En effet, lorsque l’internet a émergé en France, on s’est beaucoup concentré sur l’écrit, suivant une analyse technologique fausse. Le raisonnement était le suivant : plus le contenu est simple à numériser, moins il prend de place, et plus la probabilité est élevée qu’il soit le premier touché par le phénomène de dématérialisation généralisée. Et c’est ce qui s’est révélé très largement inexact, que ce soit pour le livre, la presse ou l’édition scientifique. Ce qui est intéressant, c’est que l’erreur vient d’une méconnaissance de l’évolution des technologies. Les technologies avancent en parallèle ; ainsi les technologies traditionnelles continuent à progresser en même temps que de nouvelles apparaissaient. Le livre, que l’on présentait toujours en référence à Gutenberg, a connu une série de transformations techniques depuis lors. Au xixe siècle, une double révolution, la machine à produire le papier en continu et la pâte à papier extraite du bois, et non plus du chiffon, provoque un effondrement du prix de la matière première. La démocratisation du livre est ainsi d’abord un phénomène économique, qui voit la part du papier dans le coût d’un livre passer de 70 % au xviiie siècle à 10 % au début du xxe siècle. Et le mouvement s’est prolongé jusqu’à aujourd’hui avec les éditions à très bas coût.

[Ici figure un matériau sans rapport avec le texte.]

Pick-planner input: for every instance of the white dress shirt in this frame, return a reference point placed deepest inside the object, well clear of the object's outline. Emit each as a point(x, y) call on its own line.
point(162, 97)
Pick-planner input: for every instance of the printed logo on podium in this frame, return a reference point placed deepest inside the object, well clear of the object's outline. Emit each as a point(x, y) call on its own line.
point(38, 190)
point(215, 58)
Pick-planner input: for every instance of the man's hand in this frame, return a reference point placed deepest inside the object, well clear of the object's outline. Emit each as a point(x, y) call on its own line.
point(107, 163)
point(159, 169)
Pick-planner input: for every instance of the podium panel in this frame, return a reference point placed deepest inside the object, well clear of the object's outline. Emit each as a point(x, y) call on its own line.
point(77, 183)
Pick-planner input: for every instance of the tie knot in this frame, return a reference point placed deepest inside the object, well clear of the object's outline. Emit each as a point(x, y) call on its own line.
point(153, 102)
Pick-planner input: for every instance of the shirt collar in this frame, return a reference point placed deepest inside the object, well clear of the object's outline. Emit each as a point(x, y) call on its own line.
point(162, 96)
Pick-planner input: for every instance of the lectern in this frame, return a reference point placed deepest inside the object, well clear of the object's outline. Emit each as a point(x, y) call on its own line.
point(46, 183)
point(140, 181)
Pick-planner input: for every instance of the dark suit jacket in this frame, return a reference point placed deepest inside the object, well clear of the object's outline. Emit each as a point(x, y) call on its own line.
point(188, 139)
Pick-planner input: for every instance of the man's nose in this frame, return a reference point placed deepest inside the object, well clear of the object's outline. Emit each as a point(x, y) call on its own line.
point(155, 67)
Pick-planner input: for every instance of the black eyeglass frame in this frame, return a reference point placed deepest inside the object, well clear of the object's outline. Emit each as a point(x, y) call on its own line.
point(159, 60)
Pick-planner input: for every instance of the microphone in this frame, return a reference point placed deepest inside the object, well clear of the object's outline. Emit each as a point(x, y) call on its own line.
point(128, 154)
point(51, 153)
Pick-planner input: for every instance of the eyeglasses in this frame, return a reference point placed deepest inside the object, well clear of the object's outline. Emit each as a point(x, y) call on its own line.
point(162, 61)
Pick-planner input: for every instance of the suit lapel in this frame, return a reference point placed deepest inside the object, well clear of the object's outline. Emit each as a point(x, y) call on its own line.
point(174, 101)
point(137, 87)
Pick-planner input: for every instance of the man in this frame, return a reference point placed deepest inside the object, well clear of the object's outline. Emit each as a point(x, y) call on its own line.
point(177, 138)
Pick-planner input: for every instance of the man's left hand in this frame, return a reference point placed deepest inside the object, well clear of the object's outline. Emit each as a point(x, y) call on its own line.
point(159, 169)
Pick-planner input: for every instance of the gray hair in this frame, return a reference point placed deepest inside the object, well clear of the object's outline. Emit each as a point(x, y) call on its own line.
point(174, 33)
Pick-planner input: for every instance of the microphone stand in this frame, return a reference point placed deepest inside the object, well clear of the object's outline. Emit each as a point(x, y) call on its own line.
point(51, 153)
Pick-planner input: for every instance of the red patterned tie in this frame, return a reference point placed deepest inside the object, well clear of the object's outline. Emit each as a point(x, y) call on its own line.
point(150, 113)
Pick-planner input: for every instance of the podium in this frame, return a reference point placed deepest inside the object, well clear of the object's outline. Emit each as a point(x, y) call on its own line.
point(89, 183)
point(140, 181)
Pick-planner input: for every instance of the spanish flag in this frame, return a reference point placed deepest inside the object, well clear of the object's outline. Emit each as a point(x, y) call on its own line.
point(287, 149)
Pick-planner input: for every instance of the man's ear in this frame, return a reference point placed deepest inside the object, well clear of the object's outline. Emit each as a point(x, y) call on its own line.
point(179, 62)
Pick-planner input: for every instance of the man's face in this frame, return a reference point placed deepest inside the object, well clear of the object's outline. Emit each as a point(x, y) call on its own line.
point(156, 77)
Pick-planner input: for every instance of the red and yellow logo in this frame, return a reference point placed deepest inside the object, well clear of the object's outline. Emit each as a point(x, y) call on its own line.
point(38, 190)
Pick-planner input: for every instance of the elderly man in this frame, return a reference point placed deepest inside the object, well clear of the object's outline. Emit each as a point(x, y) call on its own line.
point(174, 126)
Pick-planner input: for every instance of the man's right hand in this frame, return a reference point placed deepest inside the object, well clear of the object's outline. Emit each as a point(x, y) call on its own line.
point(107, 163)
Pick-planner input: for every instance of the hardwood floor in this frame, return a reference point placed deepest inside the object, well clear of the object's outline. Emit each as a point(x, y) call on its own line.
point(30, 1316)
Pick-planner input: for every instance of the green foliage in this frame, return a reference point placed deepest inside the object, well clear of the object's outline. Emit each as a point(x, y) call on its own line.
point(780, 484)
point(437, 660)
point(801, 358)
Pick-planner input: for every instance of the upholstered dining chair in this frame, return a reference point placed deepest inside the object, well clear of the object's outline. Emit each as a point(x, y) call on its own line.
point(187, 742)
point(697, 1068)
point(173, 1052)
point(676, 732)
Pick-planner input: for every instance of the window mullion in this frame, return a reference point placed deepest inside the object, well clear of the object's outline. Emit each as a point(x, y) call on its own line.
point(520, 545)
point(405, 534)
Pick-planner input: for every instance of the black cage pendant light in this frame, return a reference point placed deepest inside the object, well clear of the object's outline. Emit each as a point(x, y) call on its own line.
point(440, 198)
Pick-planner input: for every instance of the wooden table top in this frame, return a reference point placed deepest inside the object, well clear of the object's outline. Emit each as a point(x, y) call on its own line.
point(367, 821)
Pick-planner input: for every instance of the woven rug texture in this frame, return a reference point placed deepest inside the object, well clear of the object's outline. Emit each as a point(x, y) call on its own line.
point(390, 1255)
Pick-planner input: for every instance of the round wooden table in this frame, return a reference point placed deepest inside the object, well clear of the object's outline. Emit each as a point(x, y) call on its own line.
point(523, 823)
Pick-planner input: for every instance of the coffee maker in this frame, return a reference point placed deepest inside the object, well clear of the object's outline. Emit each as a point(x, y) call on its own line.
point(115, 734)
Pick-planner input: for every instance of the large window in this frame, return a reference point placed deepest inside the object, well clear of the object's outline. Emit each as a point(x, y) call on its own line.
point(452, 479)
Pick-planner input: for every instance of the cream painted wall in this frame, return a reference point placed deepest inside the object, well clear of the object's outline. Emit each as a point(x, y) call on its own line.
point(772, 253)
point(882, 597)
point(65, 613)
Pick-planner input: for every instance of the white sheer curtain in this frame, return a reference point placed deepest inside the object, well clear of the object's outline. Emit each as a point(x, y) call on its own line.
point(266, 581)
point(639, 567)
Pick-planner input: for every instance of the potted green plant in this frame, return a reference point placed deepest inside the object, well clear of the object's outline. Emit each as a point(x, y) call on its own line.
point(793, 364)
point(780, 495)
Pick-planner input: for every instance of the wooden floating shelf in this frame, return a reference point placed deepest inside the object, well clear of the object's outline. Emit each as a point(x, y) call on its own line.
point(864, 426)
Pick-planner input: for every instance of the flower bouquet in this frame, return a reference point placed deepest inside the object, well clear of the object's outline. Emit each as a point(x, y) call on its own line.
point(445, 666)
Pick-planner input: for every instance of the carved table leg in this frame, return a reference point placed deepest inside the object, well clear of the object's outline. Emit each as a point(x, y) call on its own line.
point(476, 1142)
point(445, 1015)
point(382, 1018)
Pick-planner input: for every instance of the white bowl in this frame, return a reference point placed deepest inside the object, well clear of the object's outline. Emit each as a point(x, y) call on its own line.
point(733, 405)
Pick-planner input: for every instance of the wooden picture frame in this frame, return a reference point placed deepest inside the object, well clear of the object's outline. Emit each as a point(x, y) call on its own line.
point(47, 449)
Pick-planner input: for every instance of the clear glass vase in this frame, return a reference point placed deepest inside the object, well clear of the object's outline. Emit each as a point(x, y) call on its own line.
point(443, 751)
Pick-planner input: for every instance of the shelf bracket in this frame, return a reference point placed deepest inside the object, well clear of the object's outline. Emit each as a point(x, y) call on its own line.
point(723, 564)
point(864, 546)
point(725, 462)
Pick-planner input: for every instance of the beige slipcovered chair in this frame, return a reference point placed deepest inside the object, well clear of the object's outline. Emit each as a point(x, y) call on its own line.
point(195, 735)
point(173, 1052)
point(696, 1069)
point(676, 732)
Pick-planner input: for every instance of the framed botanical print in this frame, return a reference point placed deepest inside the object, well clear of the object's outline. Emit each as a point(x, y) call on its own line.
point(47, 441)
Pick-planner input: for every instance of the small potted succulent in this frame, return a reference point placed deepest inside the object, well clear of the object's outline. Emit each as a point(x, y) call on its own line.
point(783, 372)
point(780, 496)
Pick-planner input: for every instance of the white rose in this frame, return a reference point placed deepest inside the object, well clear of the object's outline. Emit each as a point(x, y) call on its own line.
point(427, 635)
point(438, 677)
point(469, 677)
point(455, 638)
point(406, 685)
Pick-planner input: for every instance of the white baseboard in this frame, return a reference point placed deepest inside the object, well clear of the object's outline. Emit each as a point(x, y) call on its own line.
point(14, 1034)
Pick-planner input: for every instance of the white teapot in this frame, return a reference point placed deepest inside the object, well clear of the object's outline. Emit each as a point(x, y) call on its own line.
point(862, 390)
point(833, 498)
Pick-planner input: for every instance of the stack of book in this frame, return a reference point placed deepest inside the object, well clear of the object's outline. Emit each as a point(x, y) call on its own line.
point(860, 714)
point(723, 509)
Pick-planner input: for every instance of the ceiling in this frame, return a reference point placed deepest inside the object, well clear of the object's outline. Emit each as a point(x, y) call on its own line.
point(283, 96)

Ces évolutions expliquent la résistance du livre face à l’internet et à la numérisation. Quand tout le monde s’enthousiasmait, au Salon du livre 2000, pour les « e-book », ces livres électroniques censés balayer le livre papier, on oubliait qu’aucune technologie numérique ne pourra avant longtemps approcher l’ergonomie du livre : il est léger, maniable, très résistant, son autonomie est éternelle, son format adapté à la lecture rapide. Et le marketing de l’édition s’est adapté, qui est capable de sortir mondialement un livre avec de très grosses campagnes médiatiques. Dès lors, si le phénomène de piratage des livres sur internet existe, il est marginal.
Mais l’internet a bien eu un effet important pour la presse ?
Pas tant que ça ; et la presse aussi a été touchée depuis longtemps par le progrès technique : grâce à l’industrialisation du papier dont j’ai parlé, le prix des journaux est divisé par quatre aux États-Unis entre le milieu et la fin du xixe siècle. Puis les médias audiovisuels font irruption, radio et télévision, qui mettent fin au monopole de la presse écrite pour l’information. Depuis cinq ans, la vraie rupture pour la presse n’est pas l’internet, où le modèle économique de la presse en ligne reste fragile, mais l’explosion de la presse gratuite, qui détourne une partie du lectorat traditionnel mais conquiert aussi des lecteurs nouveaux, comme les jeunes. La presse payante n’a pas toujours su adapter et moderniser sa formule. Pour preuve Le Parisien, qui a adapté sa formule, a vu son lectorat progresser en même temps que l’essor de 20 Minutes ou Métro.
Pourtant, la numérisation de nos textes, livres, revues scientifiques, travaux universitaires, archives, et leur libre diffusion sur l’internet restent l’un des leviers cruciaux du maintien du français comme langue de culture et de savoir dans le monde, et par la langue passe la présence culturelle. Ce d’autant plus que les canaux de distribution de l’édition française sont limités, voire absents sur une bonne partie de la planète où l’internet est le seul moyen d’avoir accès aux textes en français. C’est ce que nous avons réalisé pour notre droit, grâce à la diffusion gratuite, voulue par Lionel Jospin comme un acte politique, de tous les textes juridiques, lois, codes, traités, jurisprudence, qui fait de Légifrance, la première base juridique gratuite du monde. A contrario, je considère que sur la diffusion en ligne de notre patrimoine littéraire et scientifique, nous avons pour l’essentiel échoué. D’où l’intérêt, même exprimé de manière défensive en réaction à une initiative américaine, du chantier relancé par Jean-Noël Jeanneney pour la BnF.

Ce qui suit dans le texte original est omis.